Stocks ended mixed on Wednesday in a session that saw the indexes move between gains and losses several times during the day after the FOMC minutes from the Jan. 27 & 28 meeting revealed that policymakers downgraded their projections for output and employment.


Members are now projecting that GDP will contract by up to 1.3% this year and that unemployment will remain between 6.7% and 7.5% through the end of 2011, well above its longer-run sustainable rate. Earlier, Fed chairman Bernanke pledged to do everything possible to restore stable markets and get the U.S. out of recession in a speech before the National Press Club.


The S&P finished the day with a doji candle on the daily chart, an indication the market was undecided on its next move, although it did rise in the last 30 minutes of trading. At Tuesday's close of floor trading on the NYSE, the DOW was on 7555.39 after gaining 2.79 points (0.04%) while the S&P finished on 788.4.2 with a loss of 0.75 points (-0.10%). The technology-heavy NASDAQ fared the worst, closing on 1467.97 after declining by 2.69 points (-0.18%).

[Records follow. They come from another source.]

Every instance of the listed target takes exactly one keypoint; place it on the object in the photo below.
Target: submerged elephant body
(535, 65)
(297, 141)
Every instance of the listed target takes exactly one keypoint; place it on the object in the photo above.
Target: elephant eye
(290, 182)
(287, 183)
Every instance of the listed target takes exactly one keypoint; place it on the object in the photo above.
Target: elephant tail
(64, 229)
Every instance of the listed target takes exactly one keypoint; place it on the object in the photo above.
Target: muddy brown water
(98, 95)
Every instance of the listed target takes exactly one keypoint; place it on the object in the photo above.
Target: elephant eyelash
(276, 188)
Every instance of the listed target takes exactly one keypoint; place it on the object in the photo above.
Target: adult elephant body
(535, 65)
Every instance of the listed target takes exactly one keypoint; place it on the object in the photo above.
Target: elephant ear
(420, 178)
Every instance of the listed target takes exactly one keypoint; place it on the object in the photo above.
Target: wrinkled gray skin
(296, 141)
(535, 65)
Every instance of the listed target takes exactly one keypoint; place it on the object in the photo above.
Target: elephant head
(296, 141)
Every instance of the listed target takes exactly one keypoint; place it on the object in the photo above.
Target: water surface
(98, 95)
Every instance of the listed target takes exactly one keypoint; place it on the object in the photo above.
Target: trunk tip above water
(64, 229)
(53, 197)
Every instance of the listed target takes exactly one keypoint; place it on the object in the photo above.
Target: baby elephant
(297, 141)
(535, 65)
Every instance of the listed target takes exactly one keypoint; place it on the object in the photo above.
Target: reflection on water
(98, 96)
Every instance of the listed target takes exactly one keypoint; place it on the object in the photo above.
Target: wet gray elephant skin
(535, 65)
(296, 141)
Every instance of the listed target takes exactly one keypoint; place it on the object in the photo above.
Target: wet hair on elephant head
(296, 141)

The dollar traded mixed but was mostly higher on the day. The greenback ended the day gaining 0.29% on the euro, 0.10% against the pound and 1.55% against the yen while it declined by 0.68% against Australia's dollar.


Treasuries fell, pushing up two-year note yields the most since November, as speculation grew that the U.S. will sell record amounts of debt next week. Yield on the 2-year note rose 11 basis points to 0.96% while yield on the 10-year note rose 8 basis points to 2.73%.


Crude for March delivery was recently trading down 35 cents (-1.00%) to $34.58 per barrel.


Gold for April delivery was recently trading higher by $20.20 (2.09%) to 987.20 per ounce.


President Obama outlined the government's plan for stemming the housing crisis, pledging $275 billion to a program that includes cutting mortgage payments for as many as 9 million struggling homeowners and expanding the role of Fannie Mae and Freddie Mac in curbing foreclosures.


The plan will help as many as 5 million homeowners refinance loans owned or guaranteed by Fannie and Freddie, the president said. Treasury will buy as much as $200 billion of preferred stock in the two mortgage companies, twice as much as previously promised, he said.


“It will give millions of families resigned to financial ruin a chance to rebuild,” Obama said in Mesa, Arizona. “By bringing down the foreclosure rate, it will help to shore up housing prices for everyone.”